Dentro dessa produção, o Rio Acre aparece como objeto de observação. Para o artista, o manancial oferece uma paisagem em constante transformação. O ciclo anual de enchentes e vazantes modifica o desenho das margens, revela bancos de areia e altera a geografia visível da cidade.

“Cada vez que o rio enche e depois seca, ele apresenta uma geografia diferente. Isso me chama muita atenção visualmente”, afirma o artista

Essa dinâmica faz com que o mesmo espaço nunca seja exatamente igual em diferentes períodos do ano. Cada cheia ou período de seca reorganiza visualmente o território, criando novas formas, caminhos e paisagens. Além das mudanças naturais, o artista também observa o movimento humano ao redor do rio. Barcos e canoas que atravessam as águas, moradores que chegam à cidade vindos das colônias e trabalhadores que transportam produtos agrícolas fazem parte da rotina visual que inspira suas composições.

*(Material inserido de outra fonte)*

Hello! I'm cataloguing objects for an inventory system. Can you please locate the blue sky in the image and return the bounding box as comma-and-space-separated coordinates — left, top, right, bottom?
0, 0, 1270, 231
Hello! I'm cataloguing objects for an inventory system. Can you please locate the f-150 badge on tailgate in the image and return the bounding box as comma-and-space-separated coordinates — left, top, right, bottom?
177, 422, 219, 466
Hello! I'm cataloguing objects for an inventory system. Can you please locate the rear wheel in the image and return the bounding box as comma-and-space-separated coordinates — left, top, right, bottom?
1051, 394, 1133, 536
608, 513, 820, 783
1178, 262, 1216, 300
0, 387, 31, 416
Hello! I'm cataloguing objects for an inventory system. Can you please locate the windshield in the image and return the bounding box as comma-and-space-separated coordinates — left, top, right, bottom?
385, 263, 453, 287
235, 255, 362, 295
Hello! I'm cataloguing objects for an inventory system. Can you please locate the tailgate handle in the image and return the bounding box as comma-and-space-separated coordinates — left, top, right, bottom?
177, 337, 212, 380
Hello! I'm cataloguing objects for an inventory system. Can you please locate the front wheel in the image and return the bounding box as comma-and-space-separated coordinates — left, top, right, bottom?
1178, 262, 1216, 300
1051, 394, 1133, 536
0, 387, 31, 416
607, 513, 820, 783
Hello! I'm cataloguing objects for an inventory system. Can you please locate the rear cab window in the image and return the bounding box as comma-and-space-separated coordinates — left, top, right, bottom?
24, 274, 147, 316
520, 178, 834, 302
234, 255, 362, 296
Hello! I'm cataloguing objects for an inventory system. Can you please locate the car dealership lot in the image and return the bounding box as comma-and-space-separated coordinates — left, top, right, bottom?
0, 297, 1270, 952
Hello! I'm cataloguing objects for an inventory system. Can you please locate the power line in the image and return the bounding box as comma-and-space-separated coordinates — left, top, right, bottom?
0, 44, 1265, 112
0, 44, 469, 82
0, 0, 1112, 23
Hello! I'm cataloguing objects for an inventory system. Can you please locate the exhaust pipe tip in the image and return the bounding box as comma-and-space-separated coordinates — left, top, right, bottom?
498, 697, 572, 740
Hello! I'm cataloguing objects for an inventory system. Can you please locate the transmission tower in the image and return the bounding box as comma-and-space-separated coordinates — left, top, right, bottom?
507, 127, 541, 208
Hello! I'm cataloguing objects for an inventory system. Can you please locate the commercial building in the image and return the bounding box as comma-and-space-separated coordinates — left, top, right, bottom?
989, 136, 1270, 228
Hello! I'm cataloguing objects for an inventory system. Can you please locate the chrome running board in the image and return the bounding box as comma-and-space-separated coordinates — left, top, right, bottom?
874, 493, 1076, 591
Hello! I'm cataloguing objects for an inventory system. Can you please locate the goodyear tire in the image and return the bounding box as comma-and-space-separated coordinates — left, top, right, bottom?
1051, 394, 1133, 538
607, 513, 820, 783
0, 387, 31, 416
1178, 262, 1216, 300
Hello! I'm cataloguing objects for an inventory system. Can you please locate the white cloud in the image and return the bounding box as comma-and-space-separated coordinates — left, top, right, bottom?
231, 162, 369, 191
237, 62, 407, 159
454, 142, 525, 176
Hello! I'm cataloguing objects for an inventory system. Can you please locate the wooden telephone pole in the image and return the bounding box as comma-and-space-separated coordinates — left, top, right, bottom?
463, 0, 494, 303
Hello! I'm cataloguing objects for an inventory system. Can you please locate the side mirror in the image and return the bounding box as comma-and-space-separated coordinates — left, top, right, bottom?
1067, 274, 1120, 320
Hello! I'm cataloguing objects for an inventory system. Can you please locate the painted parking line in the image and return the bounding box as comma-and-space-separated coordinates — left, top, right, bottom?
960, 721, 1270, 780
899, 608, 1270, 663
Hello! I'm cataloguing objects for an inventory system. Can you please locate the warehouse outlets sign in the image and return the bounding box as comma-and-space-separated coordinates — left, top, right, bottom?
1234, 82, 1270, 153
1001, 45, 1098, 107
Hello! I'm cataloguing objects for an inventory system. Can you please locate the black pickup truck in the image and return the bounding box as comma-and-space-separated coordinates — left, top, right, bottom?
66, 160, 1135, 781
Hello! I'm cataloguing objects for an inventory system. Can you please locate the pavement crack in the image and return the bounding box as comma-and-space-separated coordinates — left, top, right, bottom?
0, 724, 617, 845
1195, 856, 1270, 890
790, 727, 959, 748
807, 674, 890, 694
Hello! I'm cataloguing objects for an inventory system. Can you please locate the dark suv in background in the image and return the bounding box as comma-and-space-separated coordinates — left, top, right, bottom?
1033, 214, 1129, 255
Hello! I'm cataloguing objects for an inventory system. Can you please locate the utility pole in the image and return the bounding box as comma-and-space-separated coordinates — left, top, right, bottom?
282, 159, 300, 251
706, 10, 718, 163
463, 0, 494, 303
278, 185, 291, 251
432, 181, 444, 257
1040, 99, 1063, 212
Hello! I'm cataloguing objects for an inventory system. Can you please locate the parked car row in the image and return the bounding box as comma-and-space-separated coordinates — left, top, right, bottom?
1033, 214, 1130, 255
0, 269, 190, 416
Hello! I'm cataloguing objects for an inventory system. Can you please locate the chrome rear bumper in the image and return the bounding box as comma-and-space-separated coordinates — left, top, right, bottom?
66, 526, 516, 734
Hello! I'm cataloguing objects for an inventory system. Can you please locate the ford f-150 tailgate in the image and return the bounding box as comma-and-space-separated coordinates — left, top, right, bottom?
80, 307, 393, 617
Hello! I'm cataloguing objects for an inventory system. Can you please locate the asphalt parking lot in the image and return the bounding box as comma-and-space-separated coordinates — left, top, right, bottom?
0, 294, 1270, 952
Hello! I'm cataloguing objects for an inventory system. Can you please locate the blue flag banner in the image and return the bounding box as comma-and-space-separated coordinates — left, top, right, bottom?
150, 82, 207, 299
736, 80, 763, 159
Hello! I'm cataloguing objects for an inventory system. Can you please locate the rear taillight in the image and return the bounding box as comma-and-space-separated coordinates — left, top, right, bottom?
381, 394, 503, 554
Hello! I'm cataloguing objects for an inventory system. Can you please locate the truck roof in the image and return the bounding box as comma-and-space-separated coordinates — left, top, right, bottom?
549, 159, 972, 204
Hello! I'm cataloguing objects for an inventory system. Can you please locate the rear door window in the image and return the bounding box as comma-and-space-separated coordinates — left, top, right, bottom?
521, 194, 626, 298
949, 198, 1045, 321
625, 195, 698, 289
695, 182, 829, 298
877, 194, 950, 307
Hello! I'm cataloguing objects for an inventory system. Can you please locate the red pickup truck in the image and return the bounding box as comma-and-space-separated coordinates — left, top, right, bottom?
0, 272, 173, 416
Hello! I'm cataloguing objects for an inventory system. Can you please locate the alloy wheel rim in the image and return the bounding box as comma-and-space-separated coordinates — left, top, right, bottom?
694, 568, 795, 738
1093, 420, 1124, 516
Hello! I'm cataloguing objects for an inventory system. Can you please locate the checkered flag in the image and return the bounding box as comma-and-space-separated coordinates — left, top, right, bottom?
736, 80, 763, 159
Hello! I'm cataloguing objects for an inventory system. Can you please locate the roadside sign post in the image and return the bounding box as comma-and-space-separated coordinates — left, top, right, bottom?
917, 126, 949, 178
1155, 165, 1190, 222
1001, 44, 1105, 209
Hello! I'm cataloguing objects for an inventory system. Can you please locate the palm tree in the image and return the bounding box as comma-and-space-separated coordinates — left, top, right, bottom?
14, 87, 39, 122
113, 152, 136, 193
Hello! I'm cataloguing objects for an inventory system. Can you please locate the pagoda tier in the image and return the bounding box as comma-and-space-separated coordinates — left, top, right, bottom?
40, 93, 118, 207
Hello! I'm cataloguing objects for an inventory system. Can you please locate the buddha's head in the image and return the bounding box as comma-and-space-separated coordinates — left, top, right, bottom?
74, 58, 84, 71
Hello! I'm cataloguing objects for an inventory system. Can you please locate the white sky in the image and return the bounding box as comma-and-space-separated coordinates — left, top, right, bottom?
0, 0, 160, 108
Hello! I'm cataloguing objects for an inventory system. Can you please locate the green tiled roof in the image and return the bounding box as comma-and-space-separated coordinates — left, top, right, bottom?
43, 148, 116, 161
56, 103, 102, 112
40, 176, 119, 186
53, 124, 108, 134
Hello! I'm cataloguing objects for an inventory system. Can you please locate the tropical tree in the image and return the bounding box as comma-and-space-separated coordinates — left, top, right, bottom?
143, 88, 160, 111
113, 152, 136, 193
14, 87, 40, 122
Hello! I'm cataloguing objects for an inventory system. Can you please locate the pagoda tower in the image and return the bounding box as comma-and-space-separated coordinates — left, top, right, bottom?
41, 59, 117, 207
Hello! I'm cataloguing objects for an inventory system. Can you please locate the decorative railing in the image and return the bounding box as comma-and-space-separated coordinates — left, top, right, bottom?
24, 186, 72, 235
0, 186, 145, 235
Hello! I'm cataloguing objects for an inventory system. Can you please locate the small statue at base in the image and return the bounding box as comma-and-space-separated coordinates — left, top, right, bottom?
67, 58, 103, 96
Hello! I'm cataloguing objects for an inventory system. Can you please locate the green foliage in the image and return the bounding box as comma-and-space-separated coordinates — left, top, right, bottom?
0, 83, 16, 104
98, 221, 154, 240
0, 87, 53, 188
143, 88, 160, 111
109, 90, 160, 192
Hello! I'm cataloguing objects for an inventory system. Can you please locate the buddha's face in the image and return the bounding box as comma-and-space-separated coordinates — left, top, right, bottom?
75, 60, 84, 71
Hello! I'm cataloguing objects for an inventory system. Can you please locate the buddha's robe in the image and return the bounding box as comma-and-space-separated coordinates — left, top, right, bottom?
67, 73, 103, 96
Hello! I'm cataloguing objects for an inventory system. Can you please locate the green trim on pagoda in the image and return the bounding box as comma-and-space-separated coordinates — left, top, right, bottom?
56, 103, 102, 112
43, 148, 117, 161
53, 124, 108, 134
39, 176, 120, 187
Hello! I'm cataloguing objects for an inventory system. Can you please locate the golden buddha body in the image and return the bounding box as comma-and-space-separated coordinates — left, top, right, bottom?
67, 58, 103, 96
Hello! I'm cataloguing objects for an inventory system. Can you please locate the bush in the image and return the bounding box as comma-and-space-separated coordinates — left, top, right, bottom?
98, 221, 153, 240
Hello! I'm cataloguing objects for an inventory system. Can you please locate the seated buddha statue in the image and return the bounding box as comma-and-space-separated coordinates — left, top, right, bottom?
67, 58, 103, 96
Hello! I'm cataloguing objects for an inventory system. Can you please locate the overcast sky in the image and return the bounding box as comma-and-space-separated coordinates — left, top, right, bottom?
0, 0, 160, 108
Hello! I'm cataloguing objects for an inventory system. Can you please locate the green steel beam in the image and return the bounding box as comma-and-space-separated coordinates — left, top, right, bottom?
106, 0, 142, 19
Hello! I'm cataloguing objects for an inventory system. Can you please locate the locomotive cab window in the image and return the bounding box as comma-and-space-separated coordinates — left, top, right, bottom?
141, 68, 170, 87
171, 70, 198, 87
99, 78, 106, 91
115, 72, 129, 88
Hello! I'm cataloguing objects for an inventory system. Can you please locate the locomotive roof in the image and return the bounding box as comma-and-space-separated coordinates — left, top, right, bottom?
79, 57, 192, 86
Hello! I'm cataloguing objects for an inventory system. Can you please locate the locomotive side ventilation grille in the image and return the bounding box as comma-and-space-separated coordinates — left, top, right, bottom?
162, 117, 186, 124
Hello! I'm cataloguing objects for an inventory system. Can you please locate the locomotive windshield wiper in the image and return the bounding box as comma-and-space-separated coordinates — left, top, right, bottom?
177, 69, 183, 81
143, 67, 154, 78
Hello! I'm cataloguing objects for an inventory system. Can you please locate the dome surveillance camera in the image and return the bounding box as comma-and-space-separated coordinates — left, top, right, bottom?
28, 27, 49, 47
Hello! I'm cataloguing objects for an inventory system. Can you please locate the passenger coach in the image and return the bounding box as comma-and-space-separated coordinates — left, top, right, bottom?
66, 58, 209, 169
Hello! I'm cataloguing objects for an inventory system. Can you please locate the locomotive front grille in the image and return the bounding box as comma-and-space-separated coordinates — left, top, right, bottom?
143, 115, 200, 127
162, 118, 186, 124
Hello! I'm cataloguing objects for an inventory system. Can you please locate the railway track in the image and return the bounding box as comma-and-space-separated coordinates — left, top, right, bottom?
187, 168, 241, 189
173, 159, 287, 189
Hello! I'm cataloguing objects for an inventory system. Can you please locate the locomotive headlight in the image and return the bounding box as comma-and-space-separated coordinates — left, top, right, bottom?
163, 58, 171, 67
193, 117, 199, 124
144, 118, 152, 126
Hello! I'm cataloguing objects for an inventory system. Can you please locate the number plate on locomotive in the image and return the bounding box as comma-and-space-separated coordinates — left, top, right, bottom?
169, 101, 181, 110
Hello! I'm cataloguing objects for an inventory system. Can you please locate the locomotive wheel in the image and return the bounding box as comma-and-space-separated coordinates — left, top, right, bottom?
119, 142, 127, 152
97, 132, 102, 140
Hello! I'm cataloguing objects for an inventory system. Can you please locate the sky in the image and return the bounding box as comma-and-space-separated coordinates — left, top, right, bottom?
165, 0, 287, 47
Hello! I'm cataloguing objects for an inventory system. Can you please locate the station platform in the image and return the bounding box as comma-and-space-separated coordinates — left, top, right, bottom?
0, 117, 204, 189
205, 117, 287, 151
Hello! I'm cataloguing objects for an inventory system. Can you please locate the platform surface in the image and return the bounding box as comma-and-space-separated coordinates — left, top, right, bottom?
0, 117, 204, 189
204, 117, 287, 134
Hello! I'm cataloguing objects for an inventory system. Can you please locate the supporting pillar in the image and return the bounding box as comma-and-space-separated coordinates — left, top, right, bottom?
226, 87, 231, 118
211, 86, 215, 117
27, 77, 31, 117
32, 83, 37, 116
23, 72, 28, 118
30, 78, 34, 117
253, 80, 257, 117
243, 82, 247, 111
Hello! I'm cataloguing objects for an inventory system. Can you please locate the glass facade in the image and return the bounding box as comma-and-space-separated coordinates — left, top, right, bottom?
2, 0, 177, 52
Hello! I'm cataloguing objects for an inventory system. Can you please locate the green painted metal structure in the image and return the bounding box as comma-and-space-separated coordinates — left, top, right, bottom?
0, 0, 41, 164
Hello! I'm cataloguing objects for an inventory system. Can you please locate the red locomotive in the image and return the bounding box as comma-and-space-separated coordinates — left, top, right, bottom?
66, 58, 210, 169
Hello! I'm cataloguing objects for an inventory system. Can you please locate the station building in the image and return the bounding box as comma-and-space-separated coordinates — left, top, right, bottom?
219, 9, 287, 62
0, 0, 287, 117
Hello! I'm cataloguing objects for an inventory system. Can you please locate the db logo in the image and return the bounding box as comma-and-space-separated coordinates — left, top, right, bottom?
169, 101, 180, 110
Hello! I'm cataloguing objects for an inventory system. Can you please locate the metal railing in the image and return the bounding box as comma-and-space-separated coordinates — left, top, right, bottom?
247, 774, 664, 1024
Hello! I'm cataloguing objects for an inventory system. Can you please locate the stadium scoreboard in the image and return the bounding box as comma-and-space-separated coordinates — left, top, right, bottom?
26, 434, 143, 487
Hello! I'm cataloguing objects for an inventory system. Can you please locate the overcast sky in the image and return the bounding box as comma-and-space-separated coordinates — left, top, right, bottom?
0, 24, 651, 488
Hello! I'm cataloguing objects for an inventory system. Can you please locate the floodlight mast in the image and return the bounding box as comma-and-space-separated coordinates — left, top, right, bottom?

Fotografia tirada de cima da Passarela Joaquim Macedo, mostra o  poder da mulher na proa dianteira do barco. Foto/arte: Danilo De S’Acre

As cenas do cotidiano ribeirinho aparecem nas obras como registros poéticos da relação entre pessoas e natureza. Em muitas imagens, o rio surge não apenas como cenário, mas como elemento que organiza a circulação, o trabalho e a convivência social.

No entanto, assim como no documentário de Margarido, o olhar artístico também revela preocupações com as transformações ambientais do rio. A redução do nível das águas durante períodos de seca extrema e os sinais de degradação ambiental acabam se tornando parte do próprio processo criativo. Nesses momentos, a arte deixa de ser apenas contemplação estética e passa a funcionar também como registro crítico da realidade.

Embora o Rio Acre faça parte da memória e da identidade de Rio Branco, o estado de degradação em que se encontra hoje revela uma contradição: o manancial que sustenta a cidade não tem recebido o cuidado necessário, nem da população nem do poder público. Quem percebe primeiro esses sinais são justamente aqueles que vivem mais próximos de suas margens. São pescadores, ribeirinhos e trabalhadores que dependem diretamente do rio e que, por isso, identificam com mais clareza as mudanças e perdas que vêm se acumulando ao longo do tempo.